For the tests of normality, SPSS performs two different tests: the Kolmogorov-Smirnov and the Shapiro-Wilk tests. The main reason you would choose to look at one test over the other is based on the number of samples in the analysis. Generally speaking, the Shapiro-Wilk test is useful when there are small to medium sample datasets (up to 2000 samples), whereas the Kolmogorov-Smirnov test is preferred when there are larger sample sizes.
By concentrating on the ‘Shapiro-Wilk‘ test in the above example, there are three figures quoted.
- Statistic: This is the W statistic.
- df: The degrees of freedom in the analysis.
- Sig.: The P value.
To determine if the data is normally distributed by looking at the Shapiro-Wilk results, we just need to look at the ‘Sig.‘ column. If P<0.05, then this would indicate a significant result, i.e. the data is not normally distributed. Alternatively, if P>0.05 in the Shapiro-Wilk test, this would suggest that the data is normally distributed. People often get mixed up between these results.
In the above example, we can see that there is a ‘Sig.‘ value of 0.262 for the Shapiro-Wilk test. Therefore, these results indicate that the age of the subjects in this dataset is normally distributed.
Separating the results by a group
Additionally, there is an option to test for normality separately for individual groups. As in the example above, we could further investigate if the data for males and females is normally distributed.
To do this, repeat steps 1 and 2 above, however this time also place the group you want the results to be split by into the ‘Factor List‘ box. Here is what our example would look like.

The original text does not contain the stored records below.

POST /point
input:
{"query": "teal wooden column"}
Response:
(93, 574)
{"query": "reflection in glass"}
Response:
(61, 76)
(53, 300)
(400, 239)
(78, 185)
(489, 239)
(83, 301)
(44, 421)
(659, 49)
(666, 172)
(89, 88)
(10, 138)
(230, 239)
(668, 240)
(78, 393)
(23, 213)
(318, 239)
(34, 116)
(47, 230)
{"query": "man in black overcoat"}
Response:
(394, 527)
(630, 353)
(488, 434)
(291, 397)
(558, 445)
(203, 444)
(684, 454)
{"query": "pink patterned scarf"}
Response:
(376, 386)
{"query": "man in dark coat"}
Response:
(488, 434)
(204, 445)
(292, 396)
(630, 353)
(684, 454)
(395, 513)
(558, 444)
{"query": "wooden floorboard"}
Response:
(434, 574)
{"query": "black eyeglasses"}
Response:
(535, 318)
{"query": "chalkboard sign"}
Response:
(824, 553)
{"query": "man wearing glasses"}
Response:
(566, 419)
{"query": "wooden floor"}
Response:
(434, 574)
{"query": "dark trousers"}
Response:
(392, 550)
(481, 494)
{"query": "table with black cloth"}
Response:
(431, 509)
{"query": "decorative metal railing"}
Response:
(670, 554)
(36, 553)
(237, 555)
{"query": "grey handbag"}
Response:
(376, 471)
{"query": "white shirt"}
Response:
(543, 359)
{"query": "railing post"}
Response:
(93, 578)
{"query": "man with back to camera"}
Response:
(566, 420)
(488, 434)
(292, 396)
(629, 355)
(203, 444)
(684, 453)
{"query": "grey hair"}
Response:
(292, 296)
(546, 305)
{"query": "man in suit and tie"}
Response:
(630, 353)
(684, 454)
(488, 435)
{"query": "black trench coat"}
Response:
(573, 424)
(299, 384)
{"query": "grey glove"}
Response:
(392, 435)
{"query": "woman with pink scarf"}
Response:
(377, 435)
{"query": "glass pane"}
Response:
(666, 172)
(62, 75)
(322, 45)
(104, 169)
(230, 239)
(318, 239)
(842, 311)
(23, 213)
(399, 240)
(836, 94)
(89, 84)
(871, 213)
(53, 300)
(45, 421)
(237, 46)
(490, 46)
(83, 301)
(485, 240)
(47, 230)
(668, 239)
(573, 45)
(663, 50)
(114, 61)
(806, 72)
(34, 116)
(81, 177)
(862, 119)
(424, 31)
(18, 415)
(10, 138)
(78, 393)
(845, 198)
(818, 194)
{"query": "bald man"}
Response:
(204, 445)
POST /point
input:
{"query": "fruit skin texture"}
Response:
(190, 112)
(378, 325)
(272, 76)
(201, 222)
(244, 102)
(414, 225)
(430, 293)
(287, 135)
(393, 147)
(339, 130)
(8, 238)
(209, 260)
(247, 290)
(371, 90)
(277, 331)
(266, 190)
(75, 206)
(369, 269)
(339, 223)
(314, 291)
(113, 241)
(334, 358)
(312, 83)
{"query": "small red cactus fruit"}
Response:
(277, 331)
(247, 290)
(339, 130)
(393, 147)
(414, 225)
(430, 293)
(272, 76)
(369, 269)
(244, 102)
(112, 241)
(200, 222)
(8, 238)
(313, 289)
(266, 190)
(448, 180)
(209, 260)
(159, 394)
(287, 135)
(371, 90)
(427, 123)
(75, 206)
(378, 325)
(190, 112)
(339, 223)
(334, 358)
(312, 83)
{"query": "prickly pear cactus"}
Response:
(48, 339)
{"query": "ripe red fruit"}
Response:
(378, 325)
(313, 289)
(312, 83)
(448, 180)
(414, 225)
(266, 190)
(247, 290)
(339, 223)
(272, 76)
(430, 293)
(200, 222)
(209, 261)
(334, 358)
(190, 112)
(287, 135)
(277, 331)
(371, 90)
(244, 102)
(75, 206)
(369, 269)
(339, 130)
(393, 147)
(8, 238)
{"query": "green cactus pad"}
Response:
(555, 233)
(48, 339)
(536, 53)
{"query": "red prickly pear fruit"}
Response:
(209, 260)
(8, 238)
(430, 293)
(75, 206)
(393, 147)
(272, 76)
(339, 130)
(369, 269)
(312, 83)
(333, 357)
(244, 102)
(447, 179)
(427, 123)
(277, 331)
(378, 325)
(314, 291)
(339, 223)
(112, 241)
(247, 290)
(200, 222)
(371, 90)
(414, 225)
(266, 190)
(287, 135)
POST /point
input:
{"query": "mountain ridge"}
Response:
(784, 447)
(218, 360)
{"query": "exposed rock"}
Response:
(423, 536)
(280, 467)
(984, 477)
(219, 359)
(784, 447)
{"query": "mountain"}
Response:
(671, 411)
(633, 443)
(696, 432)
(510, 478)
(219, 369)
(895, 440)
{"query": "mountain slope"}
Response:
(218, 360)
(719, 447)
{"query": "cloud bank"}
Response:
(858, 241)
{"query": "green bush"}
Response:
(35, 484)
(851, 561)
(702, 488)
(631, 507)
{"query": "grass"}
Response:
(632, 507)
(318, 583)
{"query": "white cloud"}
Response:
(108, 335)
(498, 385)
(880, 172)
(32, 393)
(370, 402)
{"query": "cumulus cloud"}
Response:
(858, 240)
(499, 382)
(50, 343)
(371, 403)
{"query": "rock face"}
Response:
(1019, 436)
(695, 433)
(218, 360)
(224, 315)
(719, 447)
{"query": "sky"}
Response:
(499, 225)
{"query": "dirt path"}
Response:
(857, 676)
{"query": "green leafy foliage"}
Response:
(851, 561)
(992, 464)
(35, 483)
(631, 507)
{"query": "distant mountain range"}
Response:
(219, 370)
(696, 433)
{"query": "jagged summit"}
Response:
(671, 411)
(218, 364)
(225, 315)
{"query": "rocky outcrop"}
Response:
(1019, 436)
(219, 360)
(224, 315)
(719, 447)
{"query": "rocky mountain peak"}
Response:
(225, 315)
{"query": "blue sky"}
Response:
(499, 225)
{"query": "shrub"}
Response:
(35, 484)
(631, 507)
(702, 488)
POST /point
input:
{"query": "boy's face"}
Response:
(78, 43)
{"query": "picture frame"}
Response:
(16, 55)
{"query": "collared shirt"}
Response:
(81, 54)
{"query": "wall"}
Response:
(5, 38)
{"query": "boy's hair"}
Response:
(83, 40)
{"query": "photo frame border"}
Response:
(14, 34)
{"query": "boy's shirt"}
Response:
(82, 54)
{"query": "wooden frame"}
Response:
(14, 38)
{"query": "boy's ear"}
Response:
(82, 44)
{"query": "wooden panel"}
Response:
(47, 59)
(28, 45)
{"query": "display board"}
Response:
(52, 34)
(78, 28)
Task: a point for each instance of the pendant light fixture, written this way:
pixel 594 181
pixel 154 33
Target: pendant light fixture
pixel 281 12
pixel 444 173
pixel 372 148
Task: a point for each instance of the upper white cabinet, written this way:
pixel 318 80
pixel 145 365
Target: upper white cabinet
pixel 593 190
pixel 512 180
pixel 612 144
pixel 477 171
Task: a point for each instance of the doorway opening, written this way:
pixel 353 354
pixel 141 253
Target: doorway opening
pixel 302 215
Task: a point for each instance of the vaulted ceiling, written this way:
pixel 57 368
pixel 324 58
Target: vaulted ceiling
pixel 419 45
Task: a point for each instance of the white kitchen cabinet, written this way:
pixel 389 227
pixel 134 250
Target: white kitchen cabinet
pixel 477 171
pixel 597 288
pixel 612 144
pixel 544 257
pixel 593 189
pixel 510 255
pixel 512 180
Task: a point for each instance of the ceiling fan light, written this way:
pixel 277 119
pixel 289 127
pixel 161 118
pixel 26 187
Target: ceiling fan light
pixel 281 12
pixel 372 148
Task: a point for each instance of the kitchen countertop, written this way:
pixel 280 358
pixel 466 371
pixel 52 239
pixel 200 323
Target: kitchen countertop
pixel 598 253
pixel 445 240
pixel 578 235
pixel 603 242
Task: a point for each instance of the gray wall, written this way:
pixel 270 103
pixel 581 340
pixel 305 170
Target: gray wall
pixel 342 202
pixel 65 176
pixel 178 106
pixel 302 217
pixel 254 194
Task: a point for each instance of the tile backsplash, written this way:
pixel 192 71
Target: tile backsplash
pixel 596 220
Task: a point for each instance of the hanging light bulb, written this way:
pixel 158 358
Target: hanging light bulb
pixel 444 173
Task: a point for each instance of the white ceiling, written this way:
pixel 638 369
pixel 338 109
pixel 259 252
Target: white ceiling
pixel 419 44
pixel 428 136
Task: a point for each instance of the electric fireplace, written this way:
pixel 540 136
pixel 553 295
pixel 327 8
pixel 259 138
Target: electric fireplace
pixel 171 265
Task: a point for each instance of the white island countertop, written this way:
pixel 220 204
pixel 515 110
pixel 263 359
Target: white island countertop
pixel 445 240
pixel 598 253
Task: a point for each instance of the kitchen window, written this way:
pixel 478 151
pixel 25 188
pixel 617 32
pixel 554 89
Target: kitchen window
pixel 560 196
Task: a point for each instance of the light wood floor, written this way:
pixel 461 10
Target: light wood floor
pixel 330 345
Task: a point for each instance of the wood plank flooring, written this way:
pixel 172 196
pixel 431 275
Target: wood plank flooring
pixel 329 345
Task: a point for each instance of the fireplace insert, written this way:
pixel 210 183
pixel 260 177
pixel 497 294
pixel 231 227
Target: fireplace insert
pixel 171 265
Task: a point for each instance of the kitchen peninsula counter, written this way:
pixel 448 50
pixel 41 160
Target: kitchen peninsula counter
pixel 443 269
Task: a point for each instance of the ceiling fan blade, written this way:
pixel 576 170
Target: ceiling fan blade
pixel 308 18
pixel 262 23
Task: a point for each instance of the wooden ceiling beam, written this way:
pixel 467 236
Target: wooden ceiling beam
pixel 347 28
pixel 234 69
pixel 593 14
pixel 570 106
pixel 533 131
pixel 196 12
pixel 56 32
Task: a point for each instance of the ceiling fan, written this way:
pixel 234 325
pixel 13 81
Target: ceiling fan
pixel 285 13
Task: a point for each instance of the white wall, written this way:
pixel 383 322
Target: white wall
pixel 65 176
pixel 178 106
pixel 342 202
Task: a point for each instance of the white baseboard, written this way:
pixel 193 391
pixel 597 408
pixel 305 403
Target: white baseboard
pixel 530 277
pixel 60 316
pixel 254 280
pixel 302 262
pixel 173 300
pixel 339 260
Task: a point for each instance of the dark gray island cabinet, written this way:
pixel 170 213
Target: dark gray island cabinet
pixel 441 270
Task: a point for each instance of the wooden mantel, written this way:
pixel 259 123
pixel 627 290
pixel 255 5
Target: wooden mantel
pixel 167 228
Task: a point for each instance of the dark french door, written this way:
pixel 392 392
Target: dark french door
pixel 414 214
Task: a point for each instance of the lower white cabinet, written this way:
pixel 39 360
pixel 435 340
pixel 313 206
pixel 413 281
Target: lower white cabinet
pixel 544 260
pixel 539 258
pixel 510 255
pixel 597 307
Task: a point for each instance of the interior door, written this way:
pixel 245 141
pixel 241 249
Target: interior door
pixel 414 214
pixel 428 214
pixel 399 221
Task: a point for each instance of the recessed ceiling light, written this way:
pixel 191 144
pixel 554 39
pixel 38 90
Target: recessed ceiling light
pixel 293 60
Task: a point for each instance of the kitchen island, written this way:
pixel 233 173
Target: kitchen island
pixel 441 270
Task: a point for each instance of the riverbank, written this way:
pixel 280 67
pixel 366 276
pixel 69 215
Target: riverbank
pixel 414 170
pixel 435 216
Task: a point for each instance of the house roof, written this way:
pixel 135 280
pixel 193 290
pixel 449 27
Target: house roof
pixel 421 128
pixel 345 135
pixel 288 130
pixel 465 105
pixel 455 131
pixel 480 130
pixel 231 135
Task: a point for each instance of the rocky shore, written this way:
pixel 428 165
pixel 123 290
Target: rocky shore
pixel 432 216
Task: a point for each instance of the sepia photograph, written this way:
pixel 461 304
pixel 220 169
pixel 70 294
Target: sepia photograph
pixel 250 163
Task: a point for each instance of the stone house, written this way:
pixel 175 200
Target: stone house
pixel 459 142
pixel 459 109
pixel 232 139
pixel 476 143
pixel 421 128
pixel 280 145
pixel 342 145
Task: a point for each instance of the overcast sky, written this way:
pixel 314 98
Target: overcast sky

By running this, you will see that the results in the Output window are stratified by the group specified. So there are separate results for the tests of normality between sexes.
In this example, by looking at the ‘Shapiro-Wilk‘ results again, we can see that P>0.05 for both males and females ages. Therefore, both sets of data are normally distributed.
IBM SPSS version used: 23
Your example P > 0.05 (the both males and females. If these example Females P >0.05 (0.062) and Males P<0.05 (0.0032). What mean is data?
Thanks for your comment.
In that case, these results suggest the male population has non-normally distributed data. I would also suggest performing histograms or box plots to confirm this. Thus, it may be best to transform your data if you still want to use parametric tests (e.g. t-tests) or simply use non-parametric options.
I hope that makes sense.
I don’t know , it is normal or non normal because we compare age between Females and Males but there are 2 P (sig) (Females p = 0.062 , Males P = 0.0032). Is age between Females and Males normal or non normal?
Usually, age is normally distributed. But this obviously depends on your experiment.
According to those normality tests, it suggests that the males age is not normally distributed.